The astute reader may have noticed something peculiar: this istypically the job of the semicolon! That is not far from the truth:semicolons sequence two statements, and with traditional I/Ooperations, have the same effect as flatMap does above (theexception mechanism takes the role of a failed future). Futuresare much more versatile, however, as we’ll see.

Concurrent composition¶

It is also possible to compose Futures concurrently. We can extendour above example to demonstrate: let’s fetch all the images.Concurrent composition is provided by Future.collect:

Here we have combined both concurrent and sequential composition:first we fetch the web page, then we collect the results of fetchingall of the underlying images.

As with sequential composition, concurrent composition propagatesfailures: the future collected will fail if any of the underlyingfutures do [2].

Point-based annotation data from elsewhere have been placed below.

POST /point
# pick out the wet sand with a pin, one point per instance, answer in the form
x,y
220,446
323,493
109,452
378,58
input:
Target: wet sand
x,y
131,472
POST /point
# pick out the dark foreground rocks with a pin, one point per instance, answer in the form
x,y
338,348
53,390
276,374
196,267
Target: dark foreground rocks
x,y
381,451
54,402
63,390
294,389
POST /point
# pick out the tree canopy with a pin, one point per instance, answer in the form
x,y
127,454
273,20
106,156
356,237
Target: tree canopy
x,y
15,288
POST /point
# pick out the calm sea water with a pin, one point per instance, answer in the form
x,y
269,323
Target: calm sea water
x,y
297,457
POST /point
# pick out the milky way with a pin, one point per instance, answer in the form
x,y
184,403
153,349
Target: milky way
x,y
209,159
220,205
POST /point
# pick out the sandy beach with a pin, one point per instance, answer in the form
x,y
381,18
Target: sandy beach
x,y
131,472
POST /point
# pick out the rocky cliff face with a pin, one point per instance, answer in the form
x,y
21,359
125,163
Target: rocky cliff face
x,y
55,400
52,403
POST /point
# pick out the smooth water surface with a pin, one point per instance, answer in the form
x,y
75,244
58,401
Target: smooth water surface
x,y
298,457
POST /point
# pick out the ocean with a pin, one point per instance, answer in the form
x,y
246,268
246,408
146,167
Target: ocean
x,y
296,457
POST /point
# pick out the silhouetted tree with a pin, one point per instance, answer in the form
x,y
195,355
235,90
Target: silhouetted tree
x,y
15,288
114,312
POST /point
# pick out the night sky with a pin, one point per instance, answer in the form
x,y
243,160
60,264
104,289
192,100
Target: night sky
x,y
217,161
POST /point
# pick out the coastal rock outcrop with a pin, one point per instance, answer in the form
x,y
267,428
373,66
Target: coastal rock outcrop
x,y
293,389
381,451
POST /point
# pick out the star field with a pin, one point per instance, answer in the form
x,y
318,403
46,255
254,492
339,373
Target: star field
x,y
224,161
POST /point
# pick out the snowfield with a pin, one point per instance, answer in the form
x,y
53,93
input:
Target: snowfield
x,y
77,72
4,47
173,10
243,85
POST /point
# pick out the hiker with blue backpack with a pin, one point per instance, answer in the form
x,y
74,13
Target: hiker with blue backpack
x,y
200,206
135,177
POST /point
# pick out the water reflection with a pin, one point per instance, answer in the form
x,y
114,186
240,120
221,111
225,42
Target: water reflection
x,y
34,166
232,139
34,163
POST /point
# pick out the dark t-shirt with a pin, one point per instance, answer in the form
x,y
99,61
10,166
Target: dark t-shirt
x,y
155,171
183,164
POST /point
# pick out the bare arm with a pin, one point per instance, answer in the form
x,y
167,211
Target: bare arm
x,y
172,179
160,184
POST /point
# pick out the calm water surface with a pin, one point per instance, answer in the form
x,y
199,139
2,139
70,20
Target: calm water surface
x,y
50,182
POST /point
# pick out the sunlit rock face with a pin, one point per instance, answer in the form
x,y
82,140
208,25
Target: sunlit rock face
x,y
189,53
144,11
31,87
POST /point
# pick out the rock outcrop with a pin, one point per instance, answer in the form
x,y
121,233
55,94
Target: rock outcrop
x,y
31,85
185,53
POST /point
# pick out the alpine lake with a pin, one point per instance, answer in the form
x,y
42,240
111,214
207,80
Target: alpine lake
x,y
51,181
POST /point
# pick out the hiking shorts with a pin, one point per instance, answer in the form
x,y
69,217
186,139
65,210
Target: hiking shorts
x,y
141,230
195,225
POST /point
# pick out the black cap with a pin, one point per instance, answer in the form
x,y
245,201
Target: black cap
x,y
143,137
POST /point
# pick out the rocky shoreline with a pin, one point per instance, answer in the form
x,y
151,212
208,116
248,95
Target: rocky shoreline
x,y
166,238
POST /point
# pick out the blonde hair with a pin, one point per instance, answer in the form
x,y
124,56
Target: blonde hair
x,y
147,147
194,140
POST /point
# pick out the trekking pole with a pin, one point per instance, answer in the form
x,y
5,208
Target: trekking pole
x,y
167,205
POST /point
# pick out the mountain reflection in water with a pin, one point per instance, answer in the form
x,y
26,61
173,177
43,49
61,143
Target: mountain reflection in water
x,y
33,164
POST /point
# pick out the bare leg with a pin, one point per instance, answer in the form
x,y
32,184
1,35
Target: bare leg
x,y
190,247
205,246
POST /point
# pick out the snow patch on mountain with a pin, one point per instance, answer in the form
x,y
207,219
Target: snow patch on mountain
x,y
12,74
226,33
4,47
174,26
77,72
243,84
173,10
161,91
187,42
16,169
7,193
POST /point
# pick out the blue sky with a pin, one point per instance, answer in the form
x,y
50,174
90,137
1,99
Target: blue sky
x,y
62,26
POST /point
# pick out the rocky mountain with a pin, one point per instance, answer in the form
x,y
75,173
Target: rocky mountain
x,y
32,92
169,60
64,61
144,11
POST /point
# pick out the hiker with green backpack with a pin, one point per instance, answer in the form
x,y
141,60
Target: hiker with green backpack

It is also simple to write your own combinators that operate overFutures. This is quite useful, and gives rise to a great amount ofmodularity in distributed systems as common patterns can be cleanlyabstracted.

Recovering from failure¶

Future Rapper Twitter

Composed futures fail whenever any of their constituent futuresfail. However it is often useful to recover from such failures. Therescue combinator on Future is the dual to flatMap: whereasflatMap operates over values, rescue operates over exceptions. Theyare otherwise identical. It is often desirable to handle only a subsetof possible exceptions. To accommodate for this rescue acceptsa PartialFunction, mapping a Throwable to a Future:

Twitter

The following retries a request infinitely should it fail with aTimeoutException:

Future Twitter Juice Wrld

Other resources¶

  • Effective Scala contains a section discussing futures
  • As of Scala 2.10, the Scala standard library has its own futuresimplementation and API, described here. Note thatthis is largely similar to the API used in Finagle(com.twitter.util.Future), but there are still some namingdifferences.
  • Akka’s documentation also has a section dedicated to futures.
  • Finagle Block Party details why blocking is bad, and moreimportantly how to detect and fix it.

Footnotes

[1]Finagle uses its own Future implementation by a variety of reasons(fewer context switches, interruptibility, support for continuation-local variables,tail-call elimination), but mostly because it’s preceded SIP-14 by over a year.
[2]Use Future.collectToTry to concurrently collect a sequence offutures while accumulating errors instead of failing fast.

Future Twitter

[3]The name flatMap may seem strange and unrelated to our presentdiscussion, but its etymology is impeccable: it derives from a deeper relationshipbetween the sort of sequential composition we do with futures, to a similar sort ofcomposition we can perform over collections. See the this page for more details.